The vast majority of adults still live in their parent’s
house. I am not speaking of a literal house of course. I’m referring
to the one inside our head. We’ve all got one, and in most cases
our parents built it. For all but a few enlightened individuals, it lasts
far longer than the physical houses they grew up in.
The house inside our head is an abstract construct of religious beliefs,
or other value system.
In spite of the fact that there is a very strong suggestion that we should
leave our parents and start our own lives, most take the ancient directive
only in the most literal sense. The suggestion I am referring to is the
famous verse from Genesis, which goes something like, “Therefore
shall a man leave his father and mother, and cleave unto his wife …”
I’m not really interested so much in the part about “cleaving
unto his wife” as the words, “Therefore shall a man leave
his father and mother,” with the emphasis on the word “leave.”
If a man (or a woman) is practicing the religion of their parents, they
have not truly left their parents. In a very real sense, they are still
living in the house they grew up in.
It is nearly a universally accepted mark of maturity to make your own
home.
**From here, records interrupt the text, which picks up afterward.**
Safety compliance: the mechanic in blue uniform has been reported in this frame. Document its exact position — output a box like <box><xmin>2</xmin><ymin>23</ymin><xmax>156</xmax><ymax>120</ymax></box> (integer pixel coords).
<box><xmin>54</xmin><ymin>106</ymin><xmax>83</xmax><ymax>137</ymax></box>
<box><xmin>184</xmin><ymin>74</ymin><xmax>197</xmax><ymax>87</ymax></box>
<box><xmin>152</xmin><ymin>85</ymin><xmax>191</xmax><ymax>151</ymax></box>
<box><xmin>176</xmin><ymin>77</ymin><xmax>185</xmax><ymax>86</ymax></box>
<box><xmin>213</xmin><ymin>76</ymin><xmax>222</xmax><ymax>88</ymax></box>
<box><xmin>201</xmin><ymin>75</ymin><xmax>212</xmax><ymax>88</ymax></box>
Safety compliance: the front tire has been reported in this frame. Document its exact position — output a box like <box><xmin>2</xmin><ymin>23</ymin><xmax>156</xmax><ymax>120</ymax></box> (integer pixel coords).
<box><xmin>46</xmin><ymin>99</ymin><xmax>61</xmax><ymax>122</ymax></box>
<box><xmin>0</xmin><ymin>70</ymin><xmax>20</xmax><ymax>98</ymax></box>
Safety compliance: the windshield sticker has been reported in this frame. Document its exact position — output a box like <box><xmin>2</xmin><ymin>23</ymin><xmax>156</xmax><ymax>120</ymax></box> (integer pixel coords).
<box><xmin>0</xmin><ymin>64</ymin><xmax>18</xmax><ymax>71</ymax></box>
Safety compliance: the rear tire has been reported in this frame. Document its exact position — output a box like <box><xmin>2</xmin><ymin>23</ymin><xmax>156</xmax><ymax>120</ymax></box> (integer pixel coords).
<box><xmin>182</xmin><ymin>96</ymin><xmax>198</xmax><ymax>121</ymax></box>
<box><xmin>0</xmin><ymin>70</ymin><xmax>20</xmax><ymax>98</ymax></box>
Indeed, that is what the biblical verse is truly about, maturity.
“Therefore shall a man leave his father,” with the
emphasis on “man” (as opposed to “child”).
To be mature, however, suggests more than simply growing up in the physical
sense.
We have all experienced full-grown adults (perhaps even our own selves)
referred to, or occasionally described, as children, primarily because
of behavior, or attitude.
The standard of maturity therefore (leaving ones father and mother), is
a proverbial two-edged sword.
Yes, it is a mark of maturity to leave ones father and mother and make
ones own physical home. But the second swipe of the blade (usually rendering
the lethal cut) compels us to dismantle the home inside our head (the
framework of our religious beliefs), and build our own.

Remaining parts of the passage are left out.